A few years after this election I checked his voting records by chance and I realized that he had voted almost always in favor of the bailout system. I wouldn’t have known this by just reading the news or watching cable. In the next election cycle he won handily, this time supported by organizations with cash to blanket our news with favorable lines for him. That’s how life works I guess.

Everyone bitched at me for not voting the last election. To every person who asked me, I asked who they voted for our states railroad commissioner. They all said “oh I don’t know I just voted all blue”. I asked them if they knew what our railroad commissioner did, they did not know. So I proceeded to enlighten them on how the RR commissioner controls everything around our state’s oil fund and that they all just voted for the equivalent of donald trump to manage our oil rich state.

Of course he did not win because the other candidate was much better qualified and rural voters knew him en masse (he’s the one that signs checks for all the citizen stewards of oil fields), but I found it hilarious that people would flame me for not voting for a figurehead (president) but be a-ok to vote in some no name hack to manage our schools because of big money advertising in elections

> I'd love to hear about either a possible alternative government structure in which there are no politicians or a way to attract the smartest people in governments.

In all seriousness this is the aim of all historical anarchist movements.
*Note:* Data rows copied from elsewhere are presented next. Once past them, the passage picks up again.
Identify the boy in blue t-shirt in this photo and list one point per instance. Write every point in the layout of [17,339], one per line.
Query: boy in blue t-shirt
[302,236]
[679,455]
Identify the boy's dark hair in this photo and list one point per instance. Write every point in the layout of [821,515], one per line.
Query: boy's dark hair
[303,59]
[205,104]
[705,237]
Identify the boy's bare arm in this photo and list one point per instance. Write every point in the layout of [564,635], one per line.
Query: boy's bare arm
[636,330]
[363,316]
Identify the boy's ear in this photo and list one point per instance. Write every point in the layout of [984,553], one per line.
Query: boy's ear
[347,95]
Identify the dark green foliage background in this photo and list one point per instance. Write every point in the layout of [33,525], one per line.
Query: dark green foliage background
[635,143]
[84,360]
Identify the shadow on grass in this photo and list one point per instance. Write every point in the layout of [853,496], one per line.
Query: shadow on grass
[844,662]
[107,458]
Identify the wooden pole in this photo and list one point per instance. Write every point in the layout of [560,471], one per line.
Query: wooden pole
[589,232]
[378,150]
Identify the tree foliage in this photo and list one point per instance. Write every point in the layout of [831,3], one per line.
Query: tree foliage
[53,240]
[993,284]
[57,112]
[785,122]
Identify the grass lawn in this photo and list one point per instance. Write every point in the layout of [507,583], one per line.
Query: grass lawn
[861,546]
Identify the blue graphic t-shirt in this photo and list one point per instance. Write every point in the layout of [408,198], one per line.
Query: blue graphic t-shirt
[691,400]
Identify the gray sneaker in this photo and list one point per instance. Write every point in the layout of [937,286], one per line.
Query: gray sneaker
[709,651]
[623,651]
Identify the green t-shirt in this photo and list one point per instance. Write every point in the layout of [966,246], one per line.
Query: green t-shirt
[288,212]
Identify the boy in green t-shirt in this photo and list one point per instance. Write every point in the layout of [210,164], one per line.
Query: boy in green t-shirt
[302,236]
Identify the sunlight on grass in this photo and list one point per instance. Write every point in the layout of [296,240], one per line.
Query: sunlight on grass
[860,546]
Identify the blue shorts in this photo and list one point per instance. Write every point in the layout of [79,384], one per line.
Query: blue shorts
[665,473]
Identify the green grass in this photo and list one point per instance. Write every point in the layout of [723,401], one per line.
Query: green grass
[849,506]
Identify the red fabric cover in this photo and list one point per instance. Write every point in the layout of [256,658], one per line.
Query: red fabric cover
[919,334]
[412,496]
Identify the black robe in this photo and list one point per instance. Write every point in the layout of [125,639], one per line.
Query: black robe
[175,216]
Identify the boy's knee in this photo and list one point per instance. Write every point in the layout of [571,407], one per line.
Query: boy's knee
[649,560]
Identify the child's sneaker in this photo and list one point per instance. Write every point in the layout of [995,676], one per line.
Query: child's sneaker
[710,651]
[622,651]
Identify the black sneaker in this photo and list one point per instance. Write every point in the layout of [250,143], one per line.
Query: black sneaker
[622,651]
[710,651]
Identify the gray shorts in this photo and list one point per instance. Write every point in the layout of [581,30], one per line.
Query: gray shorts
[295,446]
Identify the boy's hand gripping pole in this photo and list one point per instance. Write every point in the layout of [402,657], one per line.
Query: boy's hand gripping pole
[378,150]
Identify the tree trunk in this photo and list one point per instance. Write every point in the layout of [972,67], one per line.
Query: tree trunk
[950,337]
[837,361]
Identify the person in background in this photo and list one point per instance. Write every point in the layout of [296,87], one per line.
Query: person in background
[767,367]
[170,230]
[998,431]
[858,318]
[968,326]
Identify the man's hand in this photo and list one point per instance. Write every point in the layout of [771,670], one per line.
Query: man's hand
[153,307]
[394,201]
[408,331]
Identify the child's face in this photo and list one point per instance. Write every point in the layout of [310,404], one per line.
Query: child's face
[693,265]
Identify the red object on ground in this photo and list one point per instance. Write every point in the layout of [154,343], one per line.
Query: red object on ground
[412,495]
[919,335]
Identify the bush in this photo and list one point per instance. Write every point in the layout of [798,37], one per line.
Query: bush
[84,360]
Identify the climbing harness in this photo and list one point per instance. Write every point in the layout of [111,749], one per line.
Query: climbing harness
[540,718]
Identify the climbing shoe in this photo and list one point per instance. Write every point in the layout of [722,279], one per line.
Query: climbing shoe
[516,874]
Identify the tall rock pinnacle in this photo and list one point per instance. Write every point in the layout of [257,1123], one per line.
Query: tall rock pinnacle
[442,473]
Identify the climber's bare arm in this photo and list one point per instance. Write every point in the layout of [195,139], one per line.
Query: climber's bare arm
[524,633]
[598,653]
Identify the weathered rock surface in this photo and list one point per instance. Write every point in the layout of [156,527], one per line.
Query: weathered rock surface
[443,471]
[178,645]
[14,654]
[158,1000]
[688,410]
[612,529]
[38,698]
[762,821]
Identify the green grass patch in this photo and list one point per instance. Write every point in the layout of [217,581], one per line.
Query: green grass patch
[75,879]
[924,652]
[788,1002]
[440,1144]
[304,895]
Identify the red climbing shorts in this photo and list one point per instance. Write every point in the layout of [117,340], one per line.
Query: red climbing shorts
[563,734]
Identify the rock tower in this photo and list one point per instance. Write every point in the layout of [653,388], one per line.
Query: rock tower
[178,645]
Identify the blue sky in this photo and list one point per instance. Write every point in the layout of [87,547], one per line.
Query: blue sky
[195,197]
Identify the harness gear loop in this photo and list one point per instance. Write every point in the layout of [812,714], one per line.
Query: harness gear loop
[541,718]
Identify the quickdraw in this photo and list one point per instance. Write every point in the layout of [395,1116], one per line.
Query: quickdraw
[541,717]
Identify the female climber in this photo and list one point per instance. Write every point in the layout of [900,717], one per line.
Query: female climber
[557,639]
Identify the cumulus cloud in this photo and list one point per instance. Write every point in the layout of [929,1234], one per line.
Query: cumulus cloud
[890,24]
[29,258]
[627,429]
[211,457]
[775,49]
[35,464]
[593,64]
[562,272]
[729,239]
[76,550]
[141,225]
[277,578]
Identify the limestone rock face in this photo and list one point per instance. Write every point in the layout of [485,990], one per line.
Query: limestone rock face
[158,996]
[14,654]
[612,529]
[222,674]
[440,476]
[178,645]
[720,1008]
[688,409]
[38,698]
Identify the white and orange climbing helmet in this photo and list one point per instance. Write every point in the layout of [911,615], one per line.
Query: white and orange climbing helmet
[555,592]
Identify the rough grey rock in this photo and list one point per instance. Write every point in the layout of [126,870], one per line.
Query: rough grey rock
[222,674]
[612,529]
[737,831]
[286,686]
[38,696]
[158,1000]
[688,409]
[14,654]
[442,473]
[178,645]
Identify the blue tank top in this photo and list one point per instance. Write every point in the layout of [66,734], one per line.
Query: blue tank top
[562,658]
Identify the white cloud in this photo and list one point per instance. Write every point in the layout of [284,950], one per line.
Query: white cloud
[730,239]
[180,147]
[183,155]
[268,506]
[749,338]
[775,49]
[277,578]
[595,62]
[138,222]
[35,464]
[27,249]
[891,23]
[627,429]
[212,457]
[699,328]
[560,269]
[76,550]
Despite the propagandization of the term "anarchism", that philosophy has a long history of attempts and writers and thinkers, and it has more often than not "failed" when a powerful state entity violently disbanded the efforts or killed prominent leaders. In other cases anarchism has not failed at all but has existed in tribal communities in different ways long before european thinkers wrote on the subject.

In particular anarcho-communism or the more detailed Communalism of Murray Bookchin (The Next Revolution, 2015 https://www.penguinrandomhouse.com/books/239261/the-next-rev...) looks totally plausible to me.

The biggest issue with state-less society is the conflict with the existing state powers this philosophy creates. However the method of governance has found success in present day Mexico with the Zapatistas: https://www.youtube.com/watch?v=Ww46lxIc6-w As well as Rojava in Syria: https://www.youtube.com/watch?v=LcndZ0nZ0mo

> I'd love to hear about either a possible alternative government structure in which there are no politicians

So the core problem is that humans don't make great rulers. Not are we good at selecting rulers.

Individuals are the flaw in the system. And a government without stupidity, means a government without humans.

Thus... http://bit.ly/2nsTLdE

Blockchain? (I didn’t click your link)

But in that system, how do you allow leniency for the 40 year old single mother of 5 who accidentally switched lanes without using a turn signal?

Individuals also represent humanity in the government. We are not a nation of robots.

That structure is called Republic, as opposed to Democracy.